Here, we have an ambitious chef (Ariana DeBose, whose character isn’t given a name) who has been working in a high-end restaurant for her boss and mentor, Marcello (Marton Csokas in a brief but effective cameo appearance). Then, one night she decides to quit her job since she already has a plan to become her own boss and head chef with her restaurateur partner Andres (Arian Moayed). She and Andres have even found a place to set up their restaurant in a remote old estate.

But things don’t go as planned at first, beginning with the nonstop bug infestations in the kitchen, causing all her food prep unusable. If that’s not enough, a renowned food critic named Hiral Sen (Amara Karan) isn’t impressed after tasting the chef’s subsequent course menu for playing too safe. Andres even considers replacing her with another chef but she refuses to give up and begs him for a second chance, especially after she has risked everything to get to this stage. And that is, giving her two weeks to come up with something unique in her multi-course menu that will blow his mind.

Times are ticking as she goes through various trials and errors to get her menu right with the help of her new hire, sous-chef Lucia (Barbie Ferreira of TV’s Euphoria fame). Later, after stumbled upon a secret garden, she began to experiment with all the peculiar ingredients with taste tests.

No doubt that House of Spoils benefits from Ariana DeBose, who delivers a game performance as the unnamed chef and she’s the main reason that keeps me invested in her character’s plight venturing on her own. She is also backed by solid support, namely Arian Moayed in his perfectly obnoxious turn as the chef’s business partner and restaurateur Andres.

Cinematographer Eric Lin, in the meantime, does a good job capturing the visual delights of haute cuisine with mouthwatering names like “beet-cured trout with roasted baby beets, trout caviar and pickled berries” and “spicy soup of sprouting greens”. The movie works best when it focuses on the chef’s struggle trying her best to make sure everything runs smooth in the world of a cutthroat restaurant business.

Too bad the horror parts turn out to be a hit-or-miss affair with some visually repulsive scenes of strangely mouldy foods and typical things-that-go-bump-in-the-night moments. Cody and Krudy throw in a few obligatory jump scares but most of them feel forceful. The subplot surrounding the witchcraft and the estate’s mysterious previous owner played by Imola Gáspár are disappointingly tame in their executions, making me feel like I’m streaming a PG-13 rather than a supposedly R-rated movie.
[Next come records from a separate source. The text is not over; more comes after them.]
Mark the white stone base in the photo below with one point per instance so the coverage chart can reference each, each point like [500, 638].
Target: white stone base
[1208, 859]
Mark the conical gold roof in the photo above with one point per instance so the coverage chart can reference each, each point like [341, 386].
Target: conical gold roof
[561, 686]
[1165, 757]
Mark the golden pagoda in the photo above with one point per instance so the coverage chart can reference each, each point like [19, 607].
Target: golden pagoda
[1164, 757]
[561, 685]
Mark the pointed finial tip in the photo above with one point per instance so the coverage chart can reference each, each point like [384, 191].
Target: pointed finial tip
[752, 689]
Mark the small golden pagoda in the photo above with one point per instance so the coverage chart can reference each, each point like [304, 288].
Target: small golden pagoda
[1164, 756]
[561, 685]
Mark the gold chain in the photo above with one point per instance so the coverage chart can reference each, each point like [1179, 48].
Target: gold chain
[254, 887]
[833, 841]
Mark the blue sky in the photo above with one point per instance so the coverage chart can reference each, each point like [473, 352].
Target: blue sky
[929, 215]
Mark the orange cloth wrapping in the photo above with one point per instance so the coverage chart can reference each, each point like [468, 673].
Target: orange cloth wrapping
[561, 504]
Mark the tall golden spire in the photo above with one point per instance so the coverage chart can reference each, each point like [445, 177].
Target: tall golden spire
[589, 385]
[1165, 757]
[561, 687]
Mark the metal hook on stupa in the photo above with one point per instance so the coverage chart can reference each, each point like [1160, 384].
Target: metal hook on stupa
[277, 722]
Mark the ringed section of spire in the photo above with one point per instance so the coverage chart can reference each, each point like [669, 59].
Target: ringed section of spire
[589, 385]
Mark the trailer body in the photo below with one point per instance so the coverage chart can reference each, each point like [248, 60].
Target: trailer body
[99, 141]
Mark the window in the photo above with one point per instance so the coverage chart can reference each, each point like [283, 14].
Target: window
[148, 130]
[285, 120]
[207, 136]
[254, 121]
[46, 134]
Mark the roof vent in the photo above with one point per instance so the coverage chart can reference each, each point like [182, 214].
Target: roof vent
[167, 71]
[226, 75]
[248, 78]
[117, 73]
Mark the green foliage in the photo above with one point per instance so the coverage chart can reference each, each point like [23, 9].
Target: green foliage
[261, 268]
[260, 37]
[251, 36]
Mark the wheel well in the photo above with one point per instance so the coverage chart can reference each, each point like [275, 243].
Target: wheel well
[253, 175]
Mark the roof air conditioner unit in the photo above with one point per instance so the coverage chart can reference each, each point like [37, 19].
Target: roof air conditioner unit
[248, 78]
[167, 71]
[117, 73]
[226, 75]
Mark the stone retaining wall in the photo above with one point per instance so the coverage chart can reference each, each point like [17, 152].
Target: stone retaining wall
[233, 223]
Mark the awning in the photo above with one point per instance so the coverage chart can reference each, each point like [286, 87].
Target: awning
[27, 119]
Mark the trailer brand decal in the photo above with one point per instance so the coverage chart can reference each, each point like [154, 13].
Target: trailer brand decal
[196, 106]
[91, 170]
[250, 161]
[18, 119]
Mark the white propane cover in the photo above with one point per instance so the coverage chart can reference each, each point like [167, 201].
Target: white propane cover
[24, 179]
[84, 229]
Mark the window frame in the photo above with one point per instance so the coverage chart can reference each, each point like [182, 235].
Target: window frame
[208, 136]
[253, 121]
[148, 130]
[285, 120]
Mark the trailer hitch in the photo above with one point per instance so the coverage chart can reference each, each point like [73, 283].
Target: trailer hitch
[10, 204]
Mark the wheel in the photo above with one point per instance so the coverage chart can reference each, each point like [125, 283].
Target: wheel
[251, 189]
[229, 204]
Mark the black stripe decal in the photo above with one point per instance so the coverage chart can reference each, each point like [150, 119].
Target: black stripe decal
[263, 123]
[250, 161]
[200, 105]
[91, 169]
How I wish the co-directors would place the same passion in the supernatural horror angle as they successfully did for bringing out the best in DeBose in her scene-stealing lead performance and the absorbing story of her culinary journey.
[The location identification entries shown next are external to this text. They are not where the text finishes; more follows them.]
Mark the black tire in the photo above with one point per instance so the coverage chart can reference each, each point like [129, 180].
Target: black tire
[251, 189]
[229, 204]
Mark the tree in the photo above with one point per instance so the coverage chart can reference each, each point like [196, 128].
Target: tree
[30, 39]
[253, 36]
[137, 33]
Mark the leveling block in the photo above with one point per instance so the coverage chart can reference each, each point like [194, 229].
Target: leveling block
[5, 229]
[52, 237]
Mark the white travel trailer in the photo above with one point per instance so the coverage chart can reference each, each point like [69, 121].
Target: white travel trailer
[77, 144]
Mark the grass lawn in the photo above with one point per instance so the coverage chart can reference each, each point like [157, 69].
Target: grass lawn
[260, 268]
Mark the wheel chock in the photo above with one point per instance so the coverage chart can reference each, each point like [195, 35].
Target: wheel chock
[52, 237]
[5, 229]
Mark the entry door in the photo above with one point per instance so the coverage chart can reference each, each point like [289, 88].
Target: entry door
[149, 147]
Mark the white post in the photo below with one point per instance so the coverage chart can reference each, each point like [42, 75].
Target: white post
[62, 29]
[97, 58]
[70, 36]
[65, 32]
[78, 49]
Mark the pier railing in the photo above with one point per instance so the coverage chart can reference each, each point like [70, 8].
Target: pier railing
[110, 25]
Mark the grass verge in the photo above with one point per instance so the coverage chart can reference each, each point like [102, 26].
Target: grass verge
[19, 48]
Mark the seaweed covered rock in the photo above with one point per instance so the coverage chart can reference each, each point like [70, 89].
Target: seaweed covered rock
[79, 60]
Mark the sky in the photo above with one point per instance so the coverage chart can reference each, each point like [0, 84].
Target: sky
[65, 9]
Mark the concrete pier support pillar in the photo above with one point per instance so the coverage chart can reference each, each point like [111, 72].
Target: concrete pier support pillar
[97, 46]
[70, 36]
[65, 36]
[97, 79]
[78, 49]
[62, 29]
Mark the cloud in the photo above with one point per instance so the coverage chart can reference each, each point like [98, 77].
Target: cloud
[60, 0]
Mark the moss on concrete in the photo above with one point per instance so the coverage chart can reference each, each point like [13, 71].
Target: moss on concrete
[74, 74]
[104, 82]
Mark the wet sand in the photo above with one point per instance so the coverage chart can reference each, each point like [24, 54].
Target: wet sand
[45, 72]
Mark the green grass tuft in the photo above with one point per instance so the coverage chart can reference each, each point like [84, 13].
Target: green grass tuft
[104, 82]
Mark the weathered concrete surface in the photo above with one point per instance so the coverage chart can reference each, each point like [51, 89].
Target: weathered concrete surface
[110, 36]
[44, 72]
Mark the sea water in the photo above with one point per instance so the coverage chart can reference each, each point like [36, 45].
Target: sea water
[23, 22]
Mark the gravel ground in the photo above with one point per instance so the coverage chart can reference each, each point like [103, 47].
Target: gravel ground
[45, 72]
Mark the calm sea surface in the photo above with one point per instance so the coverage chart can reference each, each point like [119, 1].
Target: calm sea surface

It’s a pity that House of Spoils chose to spoil its final course with an underwhelming third act that doesn’t justify the promising setup. The movie could have used better ingredients to turn the full-course meal into an unforgettable mix-and-match feast both visually and narratively speaking. Instead, it was rather a half-baked effort that fizzled midway through the half of a main course.

House of Spoils is currently streaming on Prime Video.